Fig 6. IEL count in duodenum and ileum.
(a) Examples of staining for anti-CD3. Formalin-fixed paraffin-embedded sections stained with anti-CD3 and counterstained with hematoxylin. Representative images show CD3+ cells in duodenum and ileum. (b) CD3+ IELs per 100 epithelial cells in well-oriented villi in duodenum and ileum. The WT IgG group was compared to each control group by individual Mann-Whitney tests. Data represent all mice from the two independent experiments. Bars represent mean +/- SD. **P ≤ 0.01. n.s.: Not significant.
Discussion
In this study we found no evidence for a direct role of secreted anti-TG2 in the pathogenesis of celiac enteropathy as evaluated by standard histologic criteria and clinical parameters. Our approach has several advantages compared to previous in vivo studies. Injecting murine immunoglobulins permits immunocompetent recipients and eliminates the need to introduce foreign proteins, virus vectors or adjuvant. Also, even though human IgGs bind mouse Fc-receptors with affinities comparable to mouse IgGs [27], the clinical outcome may still differ when species-incompatible istotypes are used.
Effector functions of IgG antibodies are mediated through their interaction with Fcγ-receptors on the cell surface and by interactions with the complement system. C57Bl/6 mice express IgG1, IgG2b, IgG2c and IgG3. Of note, these are not direct homologues to the IgG subclasses in humans. IgG2 subtypes are generally considered the most potent mediators of cellular cytotoxicity and complement activation. Although not formally characterized, IgG2c is believed to have comparable properties to IgG2a. As opposed to IgG1 and IgG3, IgG2a (and hence, probably IgG2c) and IgG2b bind to all stimulatory mouse FcγRs [27,28]. Moreover, mouse IgG1 does not activate complement, and has even been implicated with anti-inflammatory properties [29]. As such, the apporach of Di Niro et al. [14] using IgG1-based mini-antibodies may have been suboptimal.
If anti-TG2 antibodies were pathogenic, the duration of exposure necessary to develop enteropathy would be unknown. Minor effects were reported already on day eight in the studies by Kalliokoski et al. [15,16]. Enteropathy is usually detectable in celiac patients after two weeks of gluten challenge. At this time, serum anti-TG2 is still normal or mildly increased [30–32]. However, high local concentrations in the intestinal tissue could be present earlier. We believe our trial length of 20 days would be sufficient to detect a significant contribution by anti-TG2 to enteropathy.

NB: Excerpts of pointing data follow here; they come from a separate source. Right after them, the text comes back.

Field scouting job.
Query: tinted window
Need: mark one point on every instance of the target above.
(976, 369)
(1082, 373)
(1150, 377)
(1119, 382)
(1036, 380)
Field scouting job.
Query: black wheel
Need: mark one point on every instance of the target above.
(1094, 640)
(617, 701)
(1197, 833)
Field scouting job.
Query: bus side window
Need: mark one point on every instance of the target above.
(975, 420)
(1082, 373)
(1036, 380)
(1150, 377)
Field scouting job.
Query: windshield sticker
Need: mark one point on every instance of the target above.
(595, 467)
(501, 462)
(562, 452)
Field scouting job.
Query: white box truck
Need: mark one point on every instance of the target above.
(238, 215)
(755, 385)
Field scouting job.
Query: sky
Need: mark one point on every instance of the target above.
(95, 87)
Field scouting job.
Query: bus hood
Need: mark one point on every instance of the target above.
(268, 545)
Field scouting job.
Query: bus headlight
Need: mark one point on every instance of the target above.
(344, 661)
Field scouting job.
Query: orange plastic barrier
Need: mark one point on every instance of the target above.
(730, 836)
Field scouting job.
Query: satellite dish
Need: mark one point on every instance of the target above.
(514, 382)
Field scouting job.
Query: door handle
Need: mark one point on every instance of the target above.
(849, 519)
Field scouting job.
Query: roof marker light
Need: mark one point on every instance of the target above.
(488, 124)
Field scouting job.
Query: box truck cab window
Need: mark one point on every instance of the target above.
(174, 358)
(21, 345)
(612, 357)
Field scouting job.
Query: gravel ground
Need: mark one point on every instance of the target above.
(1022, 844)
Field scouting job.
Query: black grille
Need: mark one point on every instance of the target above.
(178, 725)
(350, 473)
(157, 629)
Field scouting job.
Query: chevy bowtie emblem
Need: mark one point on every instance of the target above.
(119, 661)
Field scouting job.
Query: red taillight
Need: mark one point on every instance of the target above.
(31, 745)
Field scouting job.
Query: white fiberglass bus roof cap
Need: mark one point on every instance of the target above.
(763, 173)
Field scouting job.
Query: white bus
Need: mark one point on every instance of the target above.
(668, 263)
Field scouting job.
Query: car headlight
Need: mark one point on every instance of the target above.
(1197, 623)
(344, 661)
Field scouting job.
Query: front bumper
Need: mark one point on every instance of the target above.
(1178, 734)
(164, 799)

Immunoglobulin serves biological roles as secreted and water-soluble antibodies operating in extracellular fluids, but also as the antigen receptor of B-cells being anchored in the cell membrane as a transmembrane protein. This study is only addressing the role of anti-TG2 immunoglobulins as secreted antibodies. An involment of anti-TG2 immunoglobulins in the pathogenesis of celiac disease as B-cell receptor is likely [33]. Further, our study is also only addressing the role of anti-TG2 immunoglobulins in relation to enteropathy. Anti-TG2 immunoglobulin may have effects elsewhere in the body, effects which could very well explain many of the extraintestinal manifestations of celiac disease [34].
In a mouse model of celiac disease, B cells were found to be important in the pathogenesis by testing mice that were made devoid of B cells by genetic manipulation[35]. Yet in the same mouse model with B cells present, circulating anti-TG2 antibodies could not be detected [36]. These observations support the notion that circulating anti-TG2 antibodies are not implicated in generation of the celiac enteropathy.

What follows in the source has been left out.